De getuige [getuige 2] verklaarde in het kort het volgende:
- dat het appartement [a-straat 1] te [plaats] in augustus 2015 verkocht is;
- dat hij nooit iemand zag, dus het idee had dat er niemand woonde;
- dat men gepoogd heeft om een welkomstgesprek te voeren met de eigenaar [medeverdachte] , maar dat dit niet lukte;
- dat er plotseling vitrage hing;
- dat er in april of mei diverse goederen naar boven zijn gebracht;
- dat de goederen in bruine dozen zaten;
- dat de brievenbus van de bewoner vol zat met post;
- dat verschillende bewoners hadden aangegeven dat men het gevoel had dat de situatie omtrent de [a-straat 1] te [plaats] niet klopt.
De getuige [getuige 3] verklaarde in het kort het volgende:
- dat zij vijf maanden geleden een wit busje had zien staan;
- dat men verhuisdozen aan het uitladen was;
- dat een van deze dozen was open en zij kon zien dat er kitspuiten lagen.

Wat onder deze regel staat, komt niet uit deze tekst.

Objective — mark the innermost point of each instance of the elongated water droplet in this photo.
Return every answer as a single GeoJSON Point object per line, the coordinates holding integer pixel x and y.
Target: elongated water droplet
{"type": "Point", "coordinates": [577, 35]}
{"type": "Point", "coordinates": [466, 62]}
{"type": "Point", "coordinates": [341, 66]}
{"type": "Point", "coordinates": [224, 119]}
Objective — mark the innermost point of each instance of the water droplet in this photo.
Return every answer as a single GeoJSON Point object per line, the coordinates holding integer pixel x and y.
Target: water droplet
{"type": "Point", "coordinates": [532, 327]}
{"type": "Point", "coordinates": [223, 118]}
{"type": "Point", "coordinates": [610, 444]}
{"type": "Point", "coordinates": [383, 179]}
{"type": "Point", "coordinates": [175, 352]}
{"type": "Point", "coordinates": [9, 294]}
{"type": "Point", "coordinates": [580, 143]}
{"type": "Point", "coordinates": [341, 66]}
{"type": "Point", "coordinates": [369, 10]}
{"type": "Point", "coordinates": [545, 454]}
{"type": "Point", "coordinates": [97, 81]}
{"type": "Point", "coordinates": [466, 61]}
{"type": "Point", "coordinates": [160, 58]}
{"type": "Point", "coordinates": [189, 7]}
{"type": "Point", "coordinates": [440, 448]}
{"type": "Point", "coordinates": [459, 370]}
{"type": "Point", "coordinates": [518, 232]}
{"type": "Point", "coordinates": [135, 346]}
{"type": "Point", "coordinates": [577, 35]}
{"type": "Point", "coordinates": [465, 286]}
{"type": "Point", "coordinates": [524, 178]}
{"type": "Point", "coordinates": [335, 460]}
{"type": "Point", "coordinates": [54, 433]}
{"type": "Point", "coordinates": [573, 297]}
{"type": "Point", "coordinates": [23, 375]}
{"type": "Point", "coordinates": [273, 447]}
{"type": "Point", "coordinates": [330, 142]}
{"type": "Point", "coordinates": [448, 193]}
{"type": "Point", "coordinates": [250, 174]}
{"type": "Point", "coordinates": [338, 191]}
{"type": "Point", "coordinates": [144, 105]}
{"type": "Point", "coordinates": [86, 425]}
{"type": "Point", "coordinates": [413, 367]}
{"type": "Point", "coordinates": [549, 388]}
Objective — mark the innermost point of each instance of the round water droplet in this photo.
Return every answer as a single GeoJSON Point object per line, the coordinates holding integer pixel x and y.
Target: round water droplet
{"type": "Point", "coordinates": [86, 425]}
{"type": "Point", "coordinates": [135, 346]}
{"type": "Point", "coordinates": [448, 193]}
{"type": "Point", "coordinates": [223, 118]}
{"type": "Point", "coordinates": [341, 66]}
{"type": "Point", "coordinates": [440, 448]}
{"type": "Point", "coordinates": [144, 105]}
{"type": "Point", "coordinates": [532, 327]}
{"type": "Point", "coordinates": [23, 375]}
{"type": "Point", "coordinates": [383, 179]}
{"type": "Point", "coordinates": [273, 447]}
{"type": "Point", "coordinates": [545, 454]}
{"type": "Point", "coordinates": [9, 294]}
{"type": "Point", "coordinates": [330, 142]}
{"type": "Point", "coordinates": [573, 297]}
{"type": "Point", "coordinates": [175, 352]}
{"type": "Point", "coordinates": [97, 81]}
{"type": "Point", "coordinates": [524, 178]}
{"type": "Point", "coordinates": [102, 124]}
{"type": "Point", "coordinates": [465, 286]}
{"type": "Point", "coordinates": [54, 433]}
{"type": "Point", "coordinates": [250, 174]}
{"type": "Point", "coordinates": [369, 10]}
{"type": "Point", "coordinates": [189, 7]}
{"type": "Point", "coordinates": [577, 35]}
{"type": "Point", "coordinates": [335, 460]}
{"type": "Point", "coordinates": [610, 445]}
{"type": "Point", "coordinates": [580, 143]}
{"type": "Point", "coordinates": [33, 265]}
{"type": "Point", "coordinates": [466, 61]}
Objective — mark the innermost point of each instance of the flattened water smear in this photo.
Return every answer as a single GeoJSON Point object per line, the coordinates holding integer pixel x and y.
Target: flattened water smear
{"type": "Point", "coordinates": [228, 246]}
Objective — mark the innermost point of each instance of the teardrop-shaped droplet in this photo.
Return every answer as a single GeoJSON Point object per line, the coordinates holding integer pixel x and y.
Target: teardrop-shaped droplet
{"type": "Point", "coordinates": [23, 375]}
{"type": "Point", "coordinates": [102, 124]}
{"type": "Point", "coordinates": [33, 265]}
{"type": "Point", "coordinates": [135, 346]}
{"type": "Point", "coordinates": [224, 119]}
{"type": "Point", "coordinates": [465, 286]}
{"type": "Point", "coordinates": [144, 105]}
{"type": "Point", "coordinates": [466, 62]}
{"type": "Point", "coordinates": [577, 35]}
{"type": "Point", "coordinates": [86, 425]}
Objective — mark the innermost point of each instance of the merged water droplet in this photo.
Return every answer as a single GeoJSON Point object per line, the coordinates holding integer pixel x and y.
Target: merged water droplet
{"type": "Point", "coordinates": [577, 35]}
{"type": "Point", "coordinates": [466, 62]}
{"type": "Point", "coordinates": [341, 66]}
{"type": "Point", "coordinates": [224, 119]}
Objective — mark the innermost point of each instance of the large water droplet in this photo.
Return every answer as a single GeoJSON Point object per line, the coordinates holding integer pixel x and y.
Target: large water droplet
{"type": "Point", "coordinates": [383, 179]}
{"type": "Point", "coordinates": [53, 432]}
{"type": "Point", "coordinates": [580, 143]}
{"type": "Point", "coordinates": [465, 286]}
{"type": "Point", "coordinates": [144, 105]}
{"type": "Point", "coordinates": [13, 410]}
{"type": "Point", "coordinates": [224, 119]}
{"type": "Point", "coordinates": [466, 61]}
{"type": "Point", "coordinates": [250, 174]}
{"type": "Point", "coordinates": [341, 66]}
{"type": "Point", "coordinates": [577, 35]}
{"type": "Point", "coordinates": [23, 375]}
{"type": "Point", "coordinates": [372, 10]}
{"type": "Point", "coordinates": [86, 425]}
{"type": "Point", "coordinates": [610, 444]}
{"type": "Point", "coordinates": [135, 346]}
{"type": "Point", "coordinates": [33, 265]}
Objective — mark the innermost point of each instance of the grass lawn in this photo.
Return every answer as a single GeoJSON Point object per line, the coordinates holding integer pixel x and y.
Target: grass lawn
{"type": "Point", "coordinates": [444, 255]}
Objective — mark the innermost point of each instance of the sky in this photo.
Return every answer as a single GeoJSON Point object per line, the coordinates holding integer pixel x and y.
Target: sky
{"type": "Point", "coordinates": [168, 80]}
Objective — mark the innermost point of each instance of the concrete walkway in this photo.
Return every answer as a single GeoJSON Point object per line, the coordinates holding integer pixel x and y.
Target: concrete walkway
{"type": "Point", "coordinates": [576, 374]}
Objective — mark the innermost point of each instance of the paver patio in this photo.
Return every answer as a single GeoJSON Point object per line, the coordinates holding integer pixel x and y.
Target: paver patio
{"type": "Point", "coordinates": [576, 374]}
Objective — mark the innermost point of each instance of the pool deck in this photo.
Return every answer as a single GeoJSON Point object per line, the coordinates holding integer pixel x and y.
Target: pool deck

De getuige [getuige 4] verklaarde in het kort het volgende:
- dat hij de eigenaar van de woning aan de [a-straat 1] een jaar geleden in de lift heeft gezien met vier kledingkasten;
- dat hij de bewoner in april 2016 weer tegen kwam;
- dat de eigenaar weer in het bijzijn was van bouwvakkers;
- dat hij vanaf dat moment klusgeluiden hoorde;
- dat hij onder andere het geluid van boren en het bevestigen van latten hoorde;
- dat hij de man omschrijft als licht getint, ouder dan dertig jaar, 1.72 meter lang, gespierd en een kaal hoofd.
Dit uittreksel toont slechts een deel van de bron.